‘Star Trek’ actor Lawrence Montaigne dies


Team Udayavani, Mar 20, 2017, 10:27 AM IST

Los Angeles: Lawrence Montaigne, who played a Romulan and then a Vulcan on episodes of the original Star Trek and at one point was lined up to replace Leonard Nimoy on the series, has died. He was 86. 

Montaigne, who also appeared in the Steve McQueen war classic “The Great Escape” (1963) and on TV’s Batman as a robot controlled by the Joker, died on Friday, his daughter, Jessica, posted on Facebook, according to The Hollywood Reporter.

Montaigne portrayed Decius on “Balance of Terror,” the first-season, December 1966 episode that introduced the Romulan race – he has a memorable line, “Permit me the glory of the kill” – then played the Vulcan character Stonn on the second-season opener, “Amok Time,” in September 1967. 

In The Great Escape, directed by John Sturges, Montaigne played the Canadian P.O.W. Haynes, one of the prisoners who doesn’t get out alive. 

Born in Brooklyn and raised in Rome, Montaigne early in his career appeared on Broadway, worked as a stuntman fencer in “Scaramouche” (1952) and danced in “The Band Wagon” (1953), starring Fred Astaire. 

On ABC’s “Batman”, he played Mr. Glee, a lifelike robot who becomes a bank teller at the behest of the felonious funnyman the Joker (Cesar Romero). 

Montaigne appeared often on television, with roles on such shows as “The Outer Limits”, “Burke’s Law”, “Hogan’s Heroes”, “Dr.
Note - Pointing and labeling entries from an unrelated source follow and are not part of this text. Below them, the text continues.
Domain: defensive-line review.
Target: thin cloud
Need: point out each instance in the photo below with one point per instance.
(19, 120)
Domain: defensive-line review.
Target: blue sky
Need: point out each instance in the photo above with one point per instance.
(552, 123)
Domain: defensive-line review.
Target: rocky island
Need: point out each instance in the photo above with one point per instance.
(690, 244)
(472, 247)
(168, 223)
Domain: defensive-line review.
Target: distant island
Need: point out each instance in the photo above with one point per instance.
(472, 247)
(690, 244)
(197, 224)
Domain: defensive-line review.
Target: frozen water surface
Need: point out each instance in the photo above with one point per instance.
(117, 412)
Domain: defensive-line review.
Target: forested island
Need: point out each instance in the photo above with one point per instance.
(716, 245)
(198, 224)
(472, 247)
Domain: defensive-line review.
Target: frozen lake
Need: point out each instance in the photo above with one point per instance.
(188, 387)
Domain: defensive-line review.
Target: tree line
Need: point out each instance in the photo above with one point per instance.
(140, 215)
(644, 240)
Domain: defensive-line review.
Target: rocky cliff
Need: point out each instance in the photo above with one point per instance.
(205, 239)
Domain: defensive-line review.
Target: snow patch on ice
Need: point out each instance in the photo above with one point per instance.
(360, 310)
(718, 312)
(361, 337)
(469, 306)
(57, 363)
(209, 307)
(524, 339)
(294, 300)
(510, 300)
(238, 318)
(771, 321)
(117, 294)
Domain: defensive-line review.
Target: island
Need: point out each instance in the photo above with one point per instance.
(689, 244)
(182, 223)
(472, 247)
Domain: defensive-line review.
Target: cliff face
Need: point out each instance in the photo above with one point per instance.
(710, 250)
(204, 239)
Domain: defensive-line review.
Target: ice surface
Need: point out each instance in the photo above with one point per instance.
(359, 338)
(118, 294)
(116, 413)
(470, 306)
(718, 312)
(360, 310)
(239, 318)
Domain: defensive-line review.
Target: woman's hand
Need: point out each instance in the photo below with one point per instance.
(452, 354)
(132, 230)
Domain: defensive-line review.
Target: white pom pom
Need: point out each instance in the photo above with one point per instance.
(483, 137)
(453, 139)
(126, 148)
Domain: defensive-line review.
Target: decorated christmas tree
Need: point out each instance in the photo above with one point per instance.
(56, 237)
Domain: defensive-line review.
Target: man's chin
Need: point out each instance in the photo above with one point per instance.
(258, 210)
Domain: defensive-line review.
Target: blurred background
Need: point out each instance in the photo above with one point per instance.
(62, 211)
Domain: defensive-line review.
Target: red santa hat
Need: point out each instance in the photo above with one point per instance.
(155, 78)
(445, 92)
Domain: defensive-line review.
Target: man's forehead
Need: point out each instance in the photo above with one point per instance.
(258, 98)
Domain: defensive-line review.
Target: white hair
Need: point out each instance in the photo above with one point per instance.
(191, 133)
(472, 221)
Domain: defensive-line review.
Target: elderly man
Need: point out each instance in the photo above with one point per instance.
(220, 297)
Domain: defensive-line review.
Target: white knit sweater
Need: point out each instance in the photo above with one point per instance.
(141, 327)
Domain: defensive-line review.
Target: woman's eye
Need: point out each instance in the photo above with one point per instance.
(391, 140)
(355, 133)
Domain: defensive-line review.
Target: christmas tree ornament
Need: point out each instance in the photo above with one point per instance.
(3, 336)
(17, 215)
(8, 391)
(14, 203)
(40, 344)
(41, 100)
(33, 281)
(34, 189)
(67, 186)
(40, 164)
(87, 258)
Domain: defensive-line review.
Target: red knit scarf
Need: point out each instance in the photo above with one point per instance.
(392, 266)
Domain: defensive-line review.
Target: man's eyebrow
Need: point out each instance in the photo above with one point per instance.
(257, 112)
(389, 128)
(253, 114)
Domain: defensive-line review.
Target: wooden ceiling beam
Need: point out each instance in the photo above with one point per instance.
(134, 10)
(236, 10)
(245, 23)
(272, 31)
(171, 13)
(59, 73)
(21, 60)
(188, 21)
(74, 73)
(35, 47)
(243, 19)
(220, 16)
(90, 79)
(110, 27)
Kildare”, “The Time Tunnel”, “Voyage to the Bottom of the Sea”, “The F.B.I”. And “McCloud.” 

His body of film work also includes “Tobruk” (1967), “The Power” (1968), “The Psycho Lover” (1970) and “Escape to Witch Mountain (1975).” 

Montaigne wrote novels as well as an autobiography, 2006’s “A Vulcan Odyssey.”